$SSTR
What is SSTR?
SSTR is the core protocol token that represents leveraged exposure to Solana (SOL) without the traditional risks of liquidation or volatility decay. Crucially, every SSTR is backed by at least one real SOL held in the protocol's treasury, creating a secure foundation that underpins the token's value while enabling leverage through financial engineering.
The SSTR token derives its fundamental value from the protocol's on-chain treasury, which holds SOL acquired through convertible note issuances. This creates a transparent value floor - at minimum, each SSTR token represents a claim on one SOL in the treasury, with the potential for additional value.
Unlike traditional leveraged products that rely on derivatives or borrowing, SSTR's leverage comes from the protocol's debt structure rather than market positions, eliminating forced liquidation scenarios.
Achieving Leverage
SSTR achieves its leveraged exposure through a novel capital structure:
Debt-Based Acquisition: The protocol raises capital by issuing convertible notes (CNT + NFT Options)
SOL Accumulation: The raised capital is used to purchase SOL, which backs SSTR
Convertible Structure: If SOL appreciates sufficiently, note holders convert to SSTR.

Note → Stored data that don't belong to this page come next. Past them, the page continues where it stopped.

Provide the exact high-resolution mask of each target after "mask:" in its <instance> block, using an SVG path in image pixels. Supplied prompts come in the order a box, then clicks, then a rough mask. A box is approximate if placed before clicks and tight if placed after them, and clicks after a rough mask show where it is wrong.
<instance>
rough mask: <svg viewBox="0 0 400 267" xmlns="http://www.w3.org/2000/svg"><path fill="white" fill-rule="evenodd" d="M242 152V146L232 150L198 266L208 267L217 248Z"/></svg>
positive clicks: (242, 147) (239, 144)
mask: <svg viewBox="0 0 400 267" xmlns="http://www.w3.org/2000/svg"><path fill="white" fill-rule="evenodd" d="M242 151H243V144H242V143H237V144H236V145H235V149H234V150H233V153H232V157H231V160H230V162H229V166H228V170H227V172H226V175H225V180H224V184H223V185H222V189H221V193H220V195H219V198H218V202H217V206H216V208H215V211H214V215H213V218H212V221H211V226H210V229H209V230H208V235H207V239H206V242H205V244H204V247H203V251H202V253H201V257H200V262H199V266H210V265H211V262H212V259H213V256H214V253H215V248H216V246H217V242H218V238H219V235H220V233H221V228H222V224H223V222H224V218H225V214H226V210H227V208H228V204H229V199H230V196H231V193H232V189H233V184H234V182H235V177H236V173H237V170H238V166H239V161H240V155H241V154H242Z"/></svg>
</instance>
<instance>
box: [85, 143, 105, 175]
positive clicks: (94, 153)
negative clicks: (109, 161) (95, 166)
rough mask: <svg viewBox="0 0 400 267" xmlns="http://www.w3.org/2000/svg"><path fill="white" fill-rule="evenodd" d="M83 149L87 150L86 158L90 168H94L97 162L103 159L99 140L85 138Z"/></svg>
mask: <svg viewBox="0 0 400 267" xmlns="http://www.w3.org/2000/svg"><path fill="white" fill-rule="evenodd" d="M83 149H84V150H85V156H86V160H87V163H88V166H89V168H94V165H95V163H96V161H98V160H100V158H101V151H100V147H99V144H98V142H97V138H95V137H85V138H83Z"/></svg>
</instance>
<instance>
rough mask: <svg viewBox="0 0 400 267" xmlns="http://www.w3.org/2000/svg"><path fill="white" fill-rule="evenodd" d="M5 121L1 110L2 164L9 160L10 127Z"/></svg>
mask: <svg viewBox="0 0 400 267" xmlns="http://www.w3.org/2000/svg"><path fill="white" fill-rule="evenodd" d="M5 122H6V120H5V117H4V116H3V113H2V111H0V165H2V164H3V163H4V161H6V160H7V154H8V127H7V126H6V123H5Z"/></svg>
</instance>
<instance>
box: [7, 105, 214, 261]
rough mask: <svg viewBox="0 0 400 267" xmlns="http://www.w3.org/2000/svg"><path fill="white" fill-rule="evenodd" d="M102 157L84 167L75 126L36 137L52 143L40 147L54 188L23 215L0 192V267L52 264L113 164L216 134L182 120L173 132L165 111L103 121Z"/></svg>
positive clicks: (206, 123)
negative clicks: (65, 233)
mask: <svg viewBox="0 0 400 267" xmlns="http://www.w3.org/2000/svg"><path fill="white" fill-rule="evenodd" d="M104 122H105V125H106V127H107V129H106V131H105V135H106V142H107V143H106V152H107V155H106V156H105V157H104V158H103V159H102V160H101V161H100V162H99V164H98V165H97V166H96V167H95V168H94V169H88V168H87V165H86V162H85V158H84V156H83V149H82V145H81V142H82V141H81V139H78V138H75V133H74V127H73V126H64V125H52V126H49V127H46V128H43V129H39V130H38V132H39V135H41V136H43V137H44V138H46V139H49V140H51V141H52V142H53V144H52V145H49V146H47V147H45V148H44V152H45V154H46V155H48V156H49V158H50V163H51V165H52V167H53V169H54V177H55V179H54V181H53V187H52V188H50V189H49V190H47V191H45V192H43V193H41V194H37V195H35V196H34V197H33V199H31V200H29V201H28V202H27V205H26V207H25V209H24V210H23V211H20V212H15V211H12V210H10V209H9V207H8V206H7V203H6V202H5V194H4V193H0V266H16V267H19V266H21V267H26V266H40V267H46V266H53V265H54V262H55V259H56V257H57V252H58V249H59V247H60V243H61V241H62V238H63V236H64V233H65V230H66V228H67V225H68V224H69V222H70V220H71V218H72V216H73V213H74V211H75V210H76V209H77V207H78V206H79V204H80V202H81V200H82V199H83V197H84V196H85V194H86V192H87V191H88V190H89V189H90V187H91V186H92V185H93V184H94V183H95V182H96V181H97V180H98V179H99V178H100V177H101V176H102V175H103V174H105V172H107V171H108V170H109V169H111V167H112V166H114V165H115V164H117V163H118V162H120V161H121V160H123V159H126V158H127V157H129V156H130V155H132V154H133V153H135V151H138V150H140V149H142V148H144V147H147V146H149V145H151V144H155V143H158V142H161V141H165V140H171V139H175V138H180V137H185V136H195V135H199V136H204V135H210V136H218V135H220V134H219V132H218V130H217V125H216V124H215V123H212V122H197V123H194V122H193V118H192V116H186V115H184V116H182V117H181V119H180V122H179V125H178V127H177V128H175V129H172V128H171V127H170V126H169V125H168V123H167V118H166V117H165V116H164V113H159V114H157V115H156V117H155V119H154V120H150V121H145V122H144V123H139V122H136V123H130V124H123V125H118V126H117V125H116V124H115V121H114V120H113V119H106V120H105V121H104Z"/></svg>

Leverage Effect: This structure allows SSTR to capture upside without dilution when SOL performs well
Supply and Tokenomics
SSTR has a controlled supply with transparent minting and burning mechanisms:
Minting: New SSTR is only created when convertible note holders exercise their options, burning both CNT and their NFT Option
Supply Cap: The protocol ensures that the total value of all SSTR cannot exceed the treasury's SOL holdings, maintaining the 1:1 backing minimum
No Arbitrary Inflation: Unlike many DeFi tokens, SSTR has no emissions schedule or inflationary mechanics beyond option exercise
This controlled supply mechanism ensures that SSTR maintains its backing while allowing the market to price in the leverage premium based on expected future protocol growth.